Integrating vision into RAG applications

Augmented Search Generation (RAG) A widely used technique that allows LLMs to provide answers based on data sources. What if your knowledge base contains images, such as graphs or photos? By adding a multimodal model to your RAG flow, you can also get answers based on the image source!

Most popular RAG solution accelerators azure-search-OpenAI -demoI have ~ now Selection features It’s about the RAG of the image source. In the example question below, the app answers a question that requires the correct interpretation of a bar graph.

In this blog post, we will look at the changes we made to enable multimodal RAG so that developers using solution accelerators can understand how solution accelerators work, and so that developers using other RAG solutions can adopt multimodal support.

First, let’s look at two essential components: multimodal LLM and multimodal embedding model.

Multimodal LLM

Azure now offers several multimodal LLMs through gpt-4o and gpt-4o-mini. Azure OpenAI Serviceand via Phi-3.5-vision-instruct Azure AI Model Catalog. With this model, you can send both images and text and return a text response. (In the future, there may be an LLM that takes audio input and returns non-text input!)

For example, an API call to the gpt-4o model might include a question along with an image URL.

{
  "role": "user",
  "content": [
    { 
      "type": "text", 
      "text": "Whats in this image?" 
    },
    { 
      "type": "image_url", 
      "image_url": { "url": "https://upload.wikimedia.org/wikipedia/commons/thumb/d/dd/Gfp-wisconsin-madison-the-nature-boardwalk.jpg/2560px-Gfp-wisconsin-madison-the-nature-boardwalk.jpg" } 
    } 
  ]
}

If the image is available on the public web, you can specify the image URL as a full HTTP URL, or as a Base-64 encoded data URI, which is especially useful for privately stored images.

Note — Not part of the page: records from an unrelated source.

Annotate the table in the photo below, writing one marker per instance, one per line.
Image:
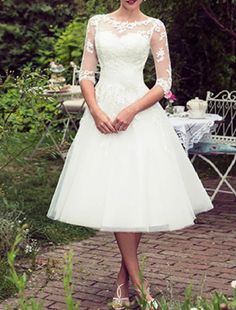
(190, 130)
(73, 91)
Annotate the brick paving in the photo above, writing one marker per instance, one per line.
(203, 255)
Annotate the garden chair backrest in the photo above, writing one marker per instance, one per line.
(75, 77)
(224, 104)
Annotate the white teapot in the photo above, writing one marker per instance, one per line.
(197, 107)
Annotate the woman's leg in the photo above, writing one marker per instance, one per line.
(128, 244)
(123, 275)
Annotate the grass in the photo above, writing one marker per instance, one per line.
(26, 189)
(218, 300)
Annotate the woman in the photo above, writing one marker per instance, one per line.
(126, 171)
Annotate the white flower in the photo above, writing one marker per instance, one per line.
(28, 249)
(233, 284)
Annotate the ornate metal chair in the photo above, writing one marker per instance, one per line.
(223, 141)
(72, 107)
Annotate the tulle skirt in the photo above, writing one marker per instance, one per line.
(137, 180)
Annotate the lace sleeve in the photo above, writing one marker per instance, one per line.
(89, 59)
(160, 52)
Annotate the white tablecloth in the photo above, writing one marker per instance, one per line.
(191, 130)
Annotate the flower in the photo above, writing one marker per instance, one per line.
(233, 284)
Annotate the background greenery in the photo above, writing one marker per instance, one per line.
(201, 37)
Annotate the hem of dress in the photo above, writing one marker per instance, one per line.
(150, 229)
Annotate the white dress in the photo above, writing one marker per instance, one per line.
(140, 179)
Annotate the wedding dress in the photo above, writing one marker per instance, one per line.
(135, 180)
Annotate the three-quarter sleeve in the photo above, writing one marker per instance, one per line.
(160, 52)
(89, 61)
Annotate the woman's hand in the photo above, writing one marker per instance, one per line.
(103, 122)
(124, 118)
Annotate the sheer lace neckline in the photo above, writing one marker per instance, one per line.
(125, 22)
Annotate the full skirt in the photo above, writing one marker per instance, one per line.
(137, 180)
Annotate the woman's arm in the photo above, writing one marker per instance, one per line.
(161, 56)
(88, 68)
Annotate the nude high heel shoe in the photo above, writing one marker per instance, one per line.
(120, 303)
(150, 304)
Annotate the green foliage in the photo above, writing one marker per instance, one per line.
(67, 281)
(69, 46)
(23, 106)
(25, 27)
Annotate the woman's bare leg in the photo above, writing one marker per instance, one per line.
(123, 275)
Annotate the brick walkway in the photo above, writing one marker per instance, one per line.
(203, 254)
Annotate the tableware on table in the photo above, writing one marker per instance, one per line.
(178, 109)
(197, 108)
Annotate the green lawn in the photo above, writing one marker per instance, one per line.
(26, 189)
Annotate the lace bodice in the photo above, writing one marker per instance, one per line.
(122, 48)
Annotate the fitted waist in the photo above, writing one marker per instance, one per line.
(123, 77)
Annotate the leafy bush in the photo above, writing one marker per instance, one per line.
(69, 46)
(22, 104)
(26, 29)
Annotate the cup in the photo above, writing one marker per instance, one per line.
(178, 109)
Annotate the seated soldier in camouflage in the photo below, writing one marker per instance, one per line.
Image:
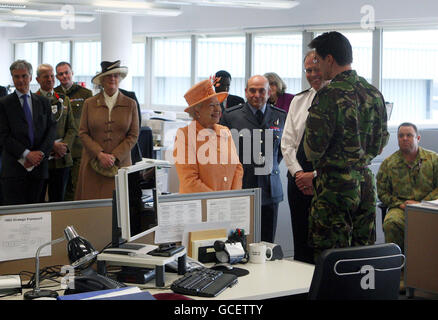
(408, 176)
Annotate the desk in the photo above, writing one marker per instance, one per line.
(273, 279)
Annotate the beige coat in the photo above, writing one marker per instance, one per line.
(97, 134)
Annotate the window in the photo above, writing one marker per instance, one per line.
(281, 54)
(28, 51)
(410, 74)
(86, 61)
(137, 70)
(55, 52)
(171, 71)
(223, 53)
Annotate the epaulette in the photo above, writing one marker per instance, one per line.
(276, 108)
(304, 91)
(236, 107)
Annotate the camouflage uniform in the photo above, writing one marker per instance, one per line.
(66, 131)
(398, 181)
(77, 95)
(346, 128)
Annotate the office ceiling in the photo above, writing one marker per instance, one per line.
(16, 13)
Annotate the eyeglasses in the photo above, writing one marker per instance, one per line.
(255, 90)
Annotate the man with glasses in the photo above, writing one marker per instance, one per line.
(257, 127)
(77, 95)
(300, 171)
(27, 133)
(345, 130)
(408, 176)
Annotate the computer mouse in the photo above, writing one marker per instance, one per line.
(222, 267)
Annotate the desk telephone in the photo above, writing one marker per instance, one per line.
(93, 282)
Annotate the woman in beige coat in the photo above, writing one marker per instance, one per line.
(108, 131)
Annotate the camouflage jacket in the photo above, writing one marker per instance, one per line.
(66, 129)
(77, 95)
(398, 180)
(347, 123)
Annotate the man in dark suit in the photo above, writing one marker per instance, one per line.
(223, 85)
(27, 133)
(258, 130)
(3, 92)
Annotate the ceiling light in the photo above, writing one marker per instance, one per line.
(13, 4)
(260, 4)
(12, 24)
(140, 7)
(52, 14)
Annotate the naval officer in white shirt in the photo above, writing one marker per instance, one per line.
(300, 171)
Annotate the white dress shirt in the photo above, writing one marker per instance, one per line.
(294, 128)
(110, 101)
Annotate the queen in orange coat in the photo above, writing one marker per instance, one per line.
(204, 152)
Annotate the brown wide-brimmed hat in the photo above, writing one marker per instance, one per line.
(201, 92)
(109, 67)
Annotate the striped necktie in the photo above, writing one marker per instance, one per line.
(29, 118)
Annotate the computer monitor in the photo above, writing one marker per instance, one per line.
(135, 203)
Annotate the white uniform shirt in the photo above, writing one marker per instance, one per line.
(110, 101)
(294, 128)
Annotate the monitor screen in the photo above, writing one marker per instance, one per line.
(136, 197)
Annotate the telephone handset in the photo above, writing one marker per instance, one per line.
(93, 282)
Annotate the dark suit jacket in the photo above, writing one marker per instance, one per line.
(3, 91)
(136, 154)
(241, 117)
(14, 135)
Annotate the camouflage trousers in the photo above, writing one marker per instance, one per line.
(73, 180)
(343, 210)
(394, 227)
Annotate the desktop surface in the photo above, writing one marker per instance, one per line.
(273, 279)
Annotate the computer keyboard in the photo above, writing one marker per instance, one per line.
(204, 283)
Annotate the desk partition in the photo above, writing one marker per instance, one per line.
(93, 220)
(421, 248)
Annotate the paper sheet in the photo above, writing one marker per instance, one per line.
(174, 216)
(236, 210)
(22, 234)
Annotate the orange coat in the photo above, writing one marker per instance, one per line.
(97, 134)
(202, 165)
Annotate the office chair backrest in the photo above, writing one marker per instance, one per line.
(356, 273)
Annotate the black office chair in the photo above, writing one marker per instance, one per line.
(358, 273)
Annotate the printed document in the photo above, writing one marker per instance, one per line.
(22, 234)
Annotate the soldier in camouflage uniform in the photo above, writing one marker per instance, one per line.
(346, 128)
(408, 176)
(77, 95)
(66, 131)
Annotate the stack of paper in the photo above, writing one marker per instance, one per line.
(125, 293)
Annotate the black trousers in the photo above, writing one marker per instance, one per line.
(299, 205)
(56, 184)
(269, 222)
(21, 190)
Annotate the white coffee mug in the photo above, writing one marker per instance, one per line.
(259, 253)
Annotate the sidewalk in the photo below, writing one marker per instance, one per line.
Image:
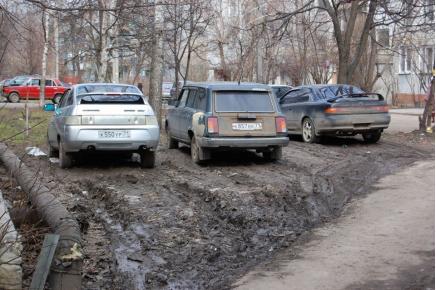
(385, 241)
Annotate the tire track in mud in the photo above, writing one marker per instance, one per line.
(183, 226)
(194, 227)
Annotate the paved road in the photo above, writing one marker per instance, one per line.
(32, 104)
(403, 123)
(385, 241)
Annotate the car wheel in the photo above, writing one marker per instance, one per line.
(148, 158)
(14, 97)
(371, 137)
(65, 159)
(56, 98)
(274, 155)
(198, 154)
(308, 131)
(172, 143)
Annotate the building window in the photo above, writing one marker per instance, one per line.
(429, 9)
(383, 37)
(405, 59)
(426, 59)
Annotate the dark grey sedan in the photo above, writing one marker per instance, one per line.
(340, 110)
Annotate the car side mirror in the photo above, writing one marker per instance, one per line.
(49, 107)
(173, 102)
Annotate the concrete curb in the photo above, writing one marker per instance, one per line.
(11, 273)
(67, 265)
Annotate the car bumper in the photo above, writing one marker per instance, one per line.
(77, 138)
(352, 123)
(249, 143)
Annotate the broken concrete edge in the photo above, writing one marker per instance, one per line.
(67, 265)
(11, 272)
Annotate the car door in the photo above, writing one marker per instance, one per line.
(296, 104)
(33, 89)
(62, 111)
(187, 112)
(176, 113)
(49, 89)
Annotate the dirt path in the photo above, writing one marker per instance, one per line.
(384, 241)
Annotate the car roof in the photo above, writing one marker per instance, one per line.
(76, 86)
(319, 86)
(280, 86)
(217, 86)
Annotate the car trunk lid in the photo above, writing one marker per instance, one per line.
(249, 113)
(358, 104)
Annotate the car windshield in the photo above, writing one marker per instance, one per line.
(106, 88)
(280, 91)
(243, 101)
(111, 99)
(335, 91)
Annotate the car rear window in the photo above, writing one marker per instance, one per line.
(243, 101)
(335, 91)
(106, 88)
(111, 99)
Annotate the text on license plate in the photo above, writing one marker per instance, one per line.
(247, 126)
(113, 134)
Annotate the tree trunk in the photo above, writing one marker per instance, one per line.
(44, 59)
(156, 65)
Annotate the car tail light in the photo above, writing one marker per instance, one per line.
(151, 120)
(334, 110)
(212, 125)
(73, 120)
(383, 109)
(281, 125)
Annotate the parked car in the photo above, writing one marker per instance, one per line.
(102, 117)
(29, 89)
(3, 83)
(340, 110)
(280, 90)
(166, 90)
(213, 116)
(174, 88)
(19, 80)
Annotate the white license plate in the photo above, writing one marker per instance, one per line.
(113, 134)
(247, 126)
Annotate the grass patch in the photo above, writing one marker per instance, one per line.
(12, 122)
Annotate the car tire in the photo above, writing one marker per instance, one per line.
(14, 97)
(371, 137)
(56, 98)
(172, 143)
(148, 159)
(198, 154)
(273, 155)
(308, 131)
(65, 158)
(52, 152)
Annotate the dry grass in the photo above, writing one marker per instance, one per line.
(12, 127)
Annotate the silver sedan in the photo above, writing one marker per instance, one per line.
(102, 117)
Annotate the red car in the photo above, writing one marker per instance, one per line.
(54, 89)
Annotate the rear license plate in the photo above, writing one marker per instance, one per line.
(113, 134)
(247, 126)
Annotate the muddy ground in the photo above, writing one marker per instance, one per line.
(184, 226)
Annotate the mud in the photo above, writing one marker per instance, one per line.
(183, 226)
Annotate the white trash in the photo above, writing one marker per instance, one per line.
(35, 151)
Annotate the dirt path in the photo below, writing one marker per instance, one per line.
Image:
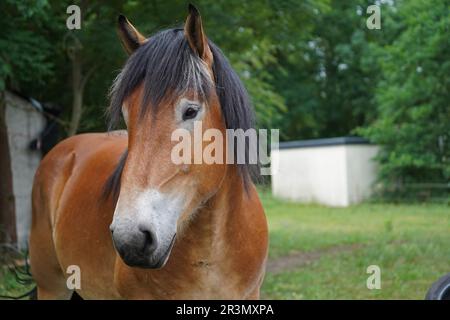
(301, 259)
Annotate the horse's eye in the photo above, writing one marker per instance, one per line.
(190, 113)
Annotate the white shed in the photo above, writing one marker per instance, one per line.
(21, 123)
(335, 172)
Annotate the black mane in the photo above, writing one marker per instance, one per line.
(166, 65)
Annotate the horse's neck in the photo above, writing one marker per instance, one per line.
(216, 221)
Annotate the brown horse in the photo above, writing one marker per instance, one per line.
(137, 225)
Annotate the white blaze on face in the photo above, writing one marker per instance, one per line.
(149, 210)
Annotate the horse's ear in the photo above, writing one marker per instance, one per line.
(131, 38)
(193, 30)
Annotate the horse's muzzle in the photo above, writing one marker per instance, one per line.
(141, 248)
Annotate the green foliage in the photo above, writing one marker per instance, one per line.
(313, 68)
(24, 51)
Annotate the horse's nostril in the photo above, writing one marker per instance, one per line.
(149, 240)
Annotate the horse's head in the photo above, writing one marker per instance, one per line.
(170, 81)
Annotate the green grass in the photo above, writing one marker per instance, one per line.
(410, 243)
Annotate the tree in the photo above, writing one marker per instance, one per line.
(412, 96)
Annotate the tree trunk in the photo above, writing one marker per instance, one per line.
(7, 207)
(77, 91)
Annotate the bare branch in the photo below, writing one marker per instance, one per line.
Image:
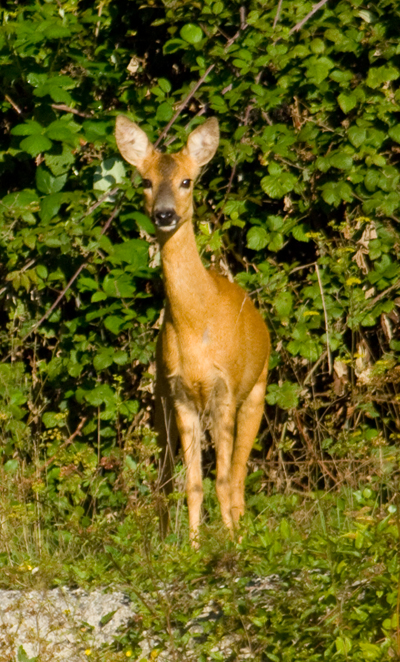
(68, 109)
(201, 80)
(326, 319)
(68, 286)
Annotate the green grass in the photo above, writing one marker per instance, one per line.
(313, 577)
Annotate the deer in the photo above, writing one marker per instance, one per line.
(213, 349)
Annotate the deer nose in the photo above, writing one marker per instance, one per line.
(165, 218)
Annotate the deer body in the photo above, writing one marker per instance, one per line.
(213, 349)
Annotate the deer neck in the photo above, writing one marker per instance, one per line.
(189, 287)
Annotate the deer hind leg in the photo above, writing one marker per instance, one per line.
(223, 412)
(165, 426)
(247, 425)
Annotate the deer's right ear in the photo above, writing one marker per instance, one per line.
(132, 142)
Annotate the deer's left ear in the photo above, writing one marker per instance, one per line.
(132, 141)
(203, 142)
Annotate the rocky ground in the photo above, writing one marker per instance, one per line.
(73, 625)
(60, 624)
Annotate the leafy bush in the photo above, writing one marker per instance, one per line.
(300, 204)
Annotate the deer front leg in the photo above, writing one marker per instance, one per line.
(247, 425)
(187, 420)
(165, 426)
(222, 432)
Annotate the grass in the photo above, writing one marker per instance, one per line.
(314, 577)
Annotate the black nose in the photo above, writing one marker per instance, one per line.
(165, 217)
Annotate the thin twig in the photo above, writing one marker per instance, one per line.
(27, 266)
(65, 444)
(383, 294)
(67, 287)
(201, 80)
(278, 13)
(326, 319)
(299, 25)
(68, 109)
(106, 195)
(184, 104)
(313, 369)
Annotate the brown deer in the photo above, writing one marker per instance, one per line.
(213, 349)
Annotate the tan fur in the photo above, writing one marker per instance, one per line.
(213, 349)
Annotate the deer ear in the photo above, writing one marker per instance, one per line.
(132, 142)
(203, 142)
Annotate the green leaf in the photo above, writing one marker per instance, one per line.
(191, 33)
(275, 241)
(257, 238)
(357, 135)
(347, 101)
(379, 75)
(47, 183)
(50, 206)
(283, 304)
(103, 360)
(343, 645)
(285, 395)
(52, 419)
(29, 128)
(278, 186)
(164, 112)
(394, 133)
(36, 144)
(119, 286)
(342, 161)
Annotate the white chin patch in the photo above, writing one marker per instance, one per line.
(167, 228)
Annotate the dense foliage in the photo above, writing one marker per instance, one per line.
(300, 205)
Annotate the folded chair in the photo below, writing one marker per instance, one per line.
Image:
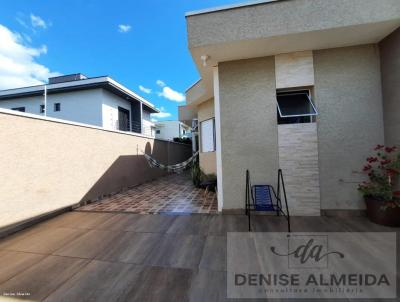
(263, 198)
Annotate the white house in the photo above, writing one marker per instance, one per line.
(99, 101)
(170, 129)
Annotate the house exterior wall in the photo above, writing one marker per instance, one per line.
(94, 162)
(294, 69)
(77, 106)
(168, 130)
(207, 160)
(249, 136)
(390, 72)
(284, 18)
(350, 122)
(148, 125)
(110, 104)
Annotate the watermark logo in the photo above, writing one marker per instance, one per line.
(307, 265)
(307, 251)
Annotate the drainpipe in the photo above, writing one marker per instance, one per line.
(45, 100)
(141, 118)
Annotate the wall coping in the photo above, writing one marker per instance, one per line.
(76, 124)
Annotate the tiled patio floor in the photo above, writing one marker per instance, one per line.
(83, 256)
(170, 194)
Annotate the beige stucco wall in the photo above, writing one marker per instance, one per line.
(207, 160)
(284, 18)
(390, 69)
(249, 136)
(350, 121)
(295, 69)
(45, 166)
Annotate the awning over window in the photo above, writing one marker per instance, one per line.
(295, 104)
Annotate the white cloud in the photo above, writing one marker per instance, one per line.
(18, 66)
(160, 83)
(161, 114)
(169, 93)
(144, 89)
(37, 21)
(124, 28)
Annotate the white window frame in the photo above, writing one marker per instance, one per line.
(213, 136)
(294, 93)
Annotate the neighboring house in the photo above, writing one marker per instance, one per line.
(308, 86)
(99, 101)
(170, 129)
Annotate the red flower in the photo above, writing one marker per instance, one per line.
(367, 168)
(390, 149)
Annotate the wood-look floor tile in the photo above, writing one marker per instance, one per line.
(88, 245)
(130, 247)
(42, 279)
(160, 284)
(181, 251)
(208, 286)
(99, 281)
(12, 263)
(119, 222)
(152, 223)
(214, 254)
(192, 224)
(45, 241)
(221, 224)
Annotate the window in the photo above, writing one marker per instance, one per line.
(295, 107)
(123, 119)
(207, 135)
(21, 109)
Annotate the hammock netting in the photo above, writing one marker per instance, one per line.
(177, 168)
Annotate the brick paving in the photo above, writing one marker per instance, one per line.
(167, 195)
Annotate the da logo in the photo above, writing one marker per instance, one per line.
(307, 251)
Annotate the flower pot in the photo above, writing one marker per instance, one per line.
(380, 213)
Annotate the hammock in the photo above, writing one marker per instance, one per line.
(177, 168)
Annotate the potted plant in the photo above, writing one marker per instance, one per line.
(381, 193)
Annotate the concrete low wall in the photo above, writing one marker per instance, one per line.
(46, 165)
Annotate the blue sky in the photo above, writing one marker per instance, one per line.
(135, 42)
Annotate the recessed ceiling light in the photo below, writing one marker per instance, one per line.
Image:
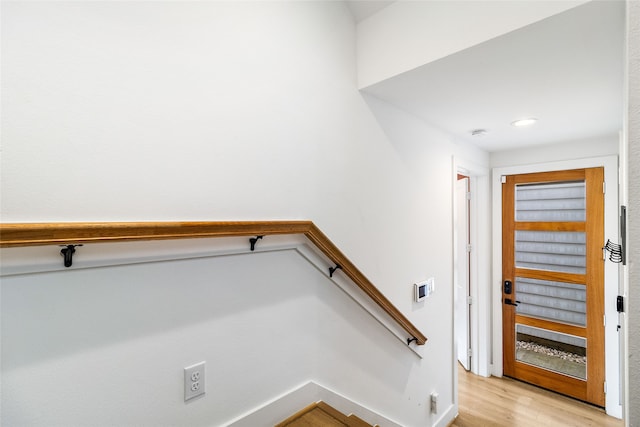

For more examples of working with gpt-4o, see: openai-chat-vision-quickstart, Repository for deploying a simple Chat+Vision app to Azure, including additional Jupiter Notebook Here’s the scenario.

Multimodal embedding model

Azure also offers: Multimodal embedding APIAs part of the Azure AI Vision API, you can compute embeddings in multimodal spaces for both text and images. The API is state-of-the-art Florence Model Provided by Microsoft Research.

For example, this API call returns the embedding vector of an image.

curl.exe -v -X POST "https:///computervision/retrieval:vectorizeImage?api-version=2024-02-01-preview&model-version=2023-04-15" \
--data-ascii " { 'url':'https://learn.microsoft.com/azure/ai-services/computer-vision/media/quickstarts/presentation.png' }"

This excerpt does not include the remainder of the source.